Ces deux dernières semaines, l’actualité économique camerounaise qui a le plus retenu mon attention aura été, par nombre d’aspects tranchant avec le symbôle de ce que notre continent, du moins, pour nous qui militons pour que les affaires africaines soient prises en charge par les Africains, se décline en deux affaires.
La première, dont j’ai largement parlé sur mes plateformes, aura connu une pause voire un règlement… diplomatique. Il s’agit, vous vous en doutez, de l’affaire Savannah Energy. La décision mardi dernier du Conseil d’administration de la Société nationale des hydrocarbures du Cameroun (SNH), de « géler la transaction » vient sauver l’essentiel de cette relation fraternelle et stratégique entre notre pays et le Tchad, son voisin du Nord qui avait été gravement mise à mal par le rachat par l’entreprise d’Etat camerounaise de 10% des actions de Savannah Energy, que la République du Tchad, accusant de n’être qu’une « nébuleuse » de personnalités camerounaises voulant mettre la main sur son pétrole, avait vivement dénoncé. Le gouvernement de transition en place à Ndjamena l’avait publiquement fait savoir en rappelant son ambassadeur au Cameroun. Le retour de l’ambassadeur du Tchad à Yaoundé, après près de 45 jours de brouille, aura précédé la décision de la SNH qui actait ainsi les accords entre nos deux Etats. Un happy-end politico-diplomatique même si rien ne garantit pour l’instant qu’on entendra plus parler de ce malheureux épisode.
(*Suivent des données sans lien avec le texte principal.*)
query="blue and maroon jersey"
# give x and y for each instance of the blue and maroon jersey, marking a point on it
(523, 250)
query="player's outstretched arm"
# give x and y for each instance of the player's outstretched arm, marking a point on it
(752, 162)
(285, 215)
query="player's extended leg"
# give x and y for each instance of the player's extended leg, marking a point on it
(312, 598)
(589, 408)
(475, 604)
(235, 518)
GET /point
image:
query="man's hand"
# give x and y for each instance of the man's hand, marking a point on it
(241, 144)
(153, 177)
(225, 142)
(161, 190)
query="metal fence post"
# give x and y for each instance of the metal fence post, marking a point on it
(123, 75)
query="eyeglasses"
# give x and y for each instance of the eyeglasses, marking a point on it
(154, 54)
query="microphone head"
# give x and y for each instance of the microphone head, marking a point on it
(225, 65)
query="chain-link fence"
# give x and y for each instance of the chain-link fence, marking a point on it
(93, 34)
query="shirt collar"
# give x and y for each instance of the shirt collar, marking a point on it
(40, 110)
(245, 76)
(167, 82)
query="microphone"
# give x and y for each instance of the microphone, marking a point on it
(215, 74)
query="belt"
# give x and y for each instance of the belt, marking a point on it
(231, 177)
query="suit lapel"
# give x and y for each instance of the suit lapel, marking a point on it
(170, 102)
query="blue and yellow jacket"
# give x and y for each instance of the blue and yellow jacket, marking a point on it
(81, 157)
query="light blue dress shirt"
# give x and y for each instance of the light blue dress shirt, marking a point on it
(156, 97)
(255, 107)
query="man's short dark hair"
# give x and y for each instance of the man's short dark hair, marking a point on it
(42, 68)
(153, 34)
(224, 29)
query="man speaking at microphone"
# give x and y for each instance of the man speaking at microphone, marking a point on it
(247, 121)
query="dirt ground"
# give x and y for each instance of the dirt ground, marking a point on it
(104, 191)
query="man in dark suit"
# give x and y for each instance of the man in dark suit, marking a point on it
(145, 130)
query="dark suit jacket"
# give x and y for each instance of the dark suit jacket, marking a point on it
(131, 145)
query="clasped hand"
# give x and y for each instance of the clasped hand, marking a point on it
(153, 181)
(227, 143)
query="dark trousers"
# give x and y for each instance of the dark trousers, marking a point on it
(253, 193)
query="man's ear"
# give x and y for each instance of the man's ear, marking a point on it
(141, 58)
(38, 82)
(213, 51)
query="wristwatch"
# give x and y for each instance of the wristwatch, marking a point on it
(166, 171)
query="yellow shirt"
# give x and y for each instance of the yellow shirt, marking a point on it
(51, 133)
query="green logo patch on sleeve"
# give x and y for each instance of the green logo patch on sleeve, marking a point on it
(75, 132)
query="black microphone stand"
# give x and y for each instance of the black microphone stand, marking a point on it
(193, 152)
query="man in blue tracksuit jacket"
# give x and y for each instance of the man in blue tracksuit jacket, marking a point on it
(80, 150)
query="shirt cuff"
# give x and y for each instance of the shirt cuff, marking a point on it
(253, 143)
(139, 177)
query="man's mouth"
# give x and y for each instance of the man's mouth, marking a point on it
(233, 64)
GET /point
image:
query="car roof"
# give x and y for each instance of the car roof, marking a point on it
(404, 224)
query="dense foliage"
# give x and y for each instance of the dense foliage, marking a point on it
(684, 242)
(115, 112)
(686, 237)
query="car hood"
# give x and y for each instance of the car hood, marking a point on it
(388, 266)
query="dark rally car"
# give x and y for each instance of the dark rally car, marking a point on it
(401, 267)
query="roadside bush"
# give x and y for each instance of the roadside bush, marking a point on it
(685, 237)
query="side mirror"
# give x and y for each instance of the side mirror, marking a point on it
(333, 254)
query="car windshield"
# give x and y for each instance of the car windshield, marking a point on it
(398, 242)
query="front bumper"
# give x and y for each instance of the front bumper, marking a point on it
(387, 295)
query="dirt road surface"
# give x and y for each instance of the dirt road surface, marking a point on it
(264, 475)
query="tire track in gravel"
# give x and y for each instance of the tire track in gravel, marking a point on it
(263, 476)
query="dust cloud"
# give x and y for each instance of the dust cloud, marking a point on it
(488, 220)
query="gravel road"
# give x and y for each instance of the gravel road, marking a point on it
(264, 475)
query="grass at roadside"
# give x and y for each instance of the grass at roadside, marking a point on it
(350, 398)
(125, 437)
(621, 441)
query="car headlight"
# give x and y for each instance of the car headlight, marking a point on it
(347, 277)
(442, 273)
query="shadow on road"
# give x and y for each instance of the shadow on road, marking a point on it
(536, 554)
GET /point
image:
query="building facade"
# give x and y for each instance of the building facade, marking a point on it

Comme pour mettre à l’épreuve les relations entre notre pays, le Cameroun et l’Afrique du Sud, – deux piliers sous-régionaux au sein de l’Union africaine -, l’actualité nous donne à voir voire vivre un autre chari-vari juridico-économique. Où l’on découvre, un peu ébahi, une manière de représailles judiciaires à Douala contre les intérêts économiques et stratégiques sud-africains. Dans le gotha diplomatique, le groupe MTN, il ne faut jamais l’oublier, est un élément très important du pays de Nelson Mandela en matière de «soft-power». La saisie depuis mars 2023 d’avoirs bancaires de l’ordre de 250 milliards FCFA au détriment d’un ensemble d’entités économiques à capitaux majoritairement sud-africains dont MTN Cameroun (132 milliards Fcfa) et Chococam, quel que soit le mobile, peut, à terme, entraîner des bisbilles diplomatiques entre nos deux Etats si le dossier n’est pas bien pris en charge. Même si la BEAC aura obtenu que les comptes MTN Mobile Money (MoMo) réputés contenir l’argent des épargnants camerounais, soient finalement épargnés par cette salve, pour un montant de quelque FCFA 120 milliards, ces saisies dites conservatoires mettent en très grande difficulté MTNC. D’autant plus que ses avocats la disent n’être pas concernée par le litige sud-africain impliquant les entités de BESTINVER, le groupe de l’homme d’affaires camerounais Alhadji Baba Danpullo, présenté souvent comme la première fortune d’Afrique francophone (Magazine Forbes).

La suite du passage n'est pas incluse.